1. ## probability question

question 1)
3 friends and 17 other boys are to be randomly divided into 5 teams of 4 players each.what is the probability that the 3 friends find themselves separated,each playing for a different team?

question 2)
an ordinary deck of 52 cards is shuffled.what is the probability that the top 4 cards have
a)different denominations?
b)different suits?
for ques 2,why cant i using the choosing method?

2. 1) the 1st friend can go in any of the 5 teams, 2nd one can go in any of the rest 4 and 3rd friend can go in any of the rest 3 teams. The other 17 players can occupy the rest 17 places in 17! ways. On the other hand, without any restriction, the 20 people could be allotted in 20! ways.
You should be able to find out the probability now.

2) Where are you stuck at? And what does "choosing method" mean?

3. Originally Posted by Sambit
1) the 1st friend can go in any of the 5 teams, 2nd one can go in any of the rest 4 and 3rd friend can go in any of the rest 3 teams. The other 17 players can occupy the rest 17 places in 17! ways. On the other hand, without any restriction, the 20 people could be allotted in 20! ways.
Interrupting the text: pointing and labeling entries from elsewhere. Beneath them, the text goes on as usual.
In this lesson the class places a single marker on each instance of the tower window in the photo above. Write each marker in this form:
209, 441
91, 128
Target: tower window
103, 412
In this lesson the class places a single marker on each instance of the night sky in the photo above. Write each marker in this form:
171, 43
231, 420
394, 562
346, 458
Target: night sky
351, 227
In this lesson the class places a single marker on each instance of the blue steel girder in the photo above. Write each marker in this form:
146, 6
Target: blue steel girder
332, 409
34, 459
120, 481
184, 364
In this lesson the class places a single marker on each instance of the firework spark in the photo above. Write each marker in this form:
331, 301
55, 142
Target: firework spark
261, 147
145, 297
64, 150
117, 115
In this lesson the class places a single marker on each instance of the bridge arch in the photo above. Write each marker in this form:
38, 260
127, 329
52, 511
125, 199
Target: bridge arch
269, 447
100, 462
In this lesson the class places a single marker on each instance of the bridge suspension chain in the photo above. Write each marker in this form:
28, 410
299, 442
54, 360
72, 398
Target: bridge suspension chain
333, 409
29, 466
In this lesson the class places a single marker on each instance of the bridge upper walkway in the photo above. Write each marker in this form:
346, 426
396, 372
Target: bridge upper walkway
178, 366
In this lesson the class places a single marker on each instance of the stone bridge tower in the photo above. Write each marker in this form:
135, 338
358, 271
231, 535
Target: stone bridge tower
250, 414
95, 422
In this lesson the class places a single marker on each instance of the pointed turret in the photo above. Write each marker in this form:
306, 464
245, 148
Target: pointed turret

You should be able to find out the probability now.
@Sambit: did you know that there are $\displaystyle \dfrac{20!}{(4!)^5\cdot 5!}$ ways to form five teams of four each?

4. Originally Posted by Sambit
1)

2) Where are you stuck at? And what does "choosing method" mean?
for part a), my answer is (13C1)(12C1)(11C1)(10C1)4!/(52C4)
and thx for question 1!

5. Hello, violette!

Question 1
3 friends and 17 other boys are to be randomly divided into 5 teams of 4 players each.
What is the probability that the 3 friends find themselves separated,
each playing for a different team?

Visualize the five teams . . . call them $\displaystyle A,B,C,D,E.$

. . $\displaystyle \begin{array}{|c|c|c|c|c|} \hline \\[-5mm] A & B & C & D & E \\ **** & **** & **** & **** & **** \\ \hline \end{array}$

Friend #1 can be any of the 20 players:
. . $\displaystyle P(\text{friend \#1 is on a team}) \,=\,\frac{20}{20}\,=\,1$

Suppose friend #1 is on Team A.
Then friend #2 can be any of the 16 players on the other four teams.
. . $\displaystyle P(\text{friend \#2 is on a different team}) \,=\,\frac{16}{19}$

Suppose friend #2 is on Team B.
Then friend #3 can be any of the 12 players on the other three teams.
. . $\displaystyle P(\text{friend \#3 is on a different team}) \,=\,\frac{12}{18}\,=\,\frac{2}{3}$

$\displaystyle \displaystyle \text{Therefore: }\:P(\text{3 friends on different teams}) \:=\:1\cdot\frac{16}{19}\cdot\frac{2}{3} \:=\:\frac{32}{57}$

6. Originally Posted by Soroban
Hello, violette!

Visualize the five teams . . . call them $\displaystyle A,B,C,D,E.$

. . $\displaystyle \begin{array}{|c|c|c|c|c|} \hline \\[-5mm]$$\displaystyle A & B & C & D & E \\ **** & **** & **** & **** & **** \\ \hline \end{array}$

Friend #1 can be any of the 20 players:
. . $\displaystyle P(\text{friend \#1 is on a team}) \,=\,\frac{20}{20}\,=\,1$

Suppose friend #1 is on Team A.
Then friend #2 can be any of the 16 players on the other four teams.
. . $\displaystyle P(\text{friend \#2 is on a different team}) \,=\,\frac{16}{19}$

Suppose friend #2 is on Team B.
Then friend #3 can be any of the 12 players on the other three teams.
. . $\displaystyle P(\text{friend \#3 is on a different team}) \,=\,\frac{12}{18}\,=\,\frac{2}{3}$

$\displaystyle \displaystyle \text{Therefore: }\:P(\text{3 friends on different teams}) \:=\:1\cdot\frac{16}{19}\cdot\frac{2}{3} \:=\:\frac{32}{57}$
$\displaystyle \displaystyle \text{Therefore: }\:P(\text{3 friends on different teams}) \:=\:1\cdot\frac{16}{19}\cdot\frac{2}{3} \:=\:\frac{32}{57}$
@ Plato: should the answer be $\displaystyle \frac{(5*4*3*17!)/((3!^2)*(4!^2)*5!)}{\frac{20!}{(4!)^5\cdot 5!}}$?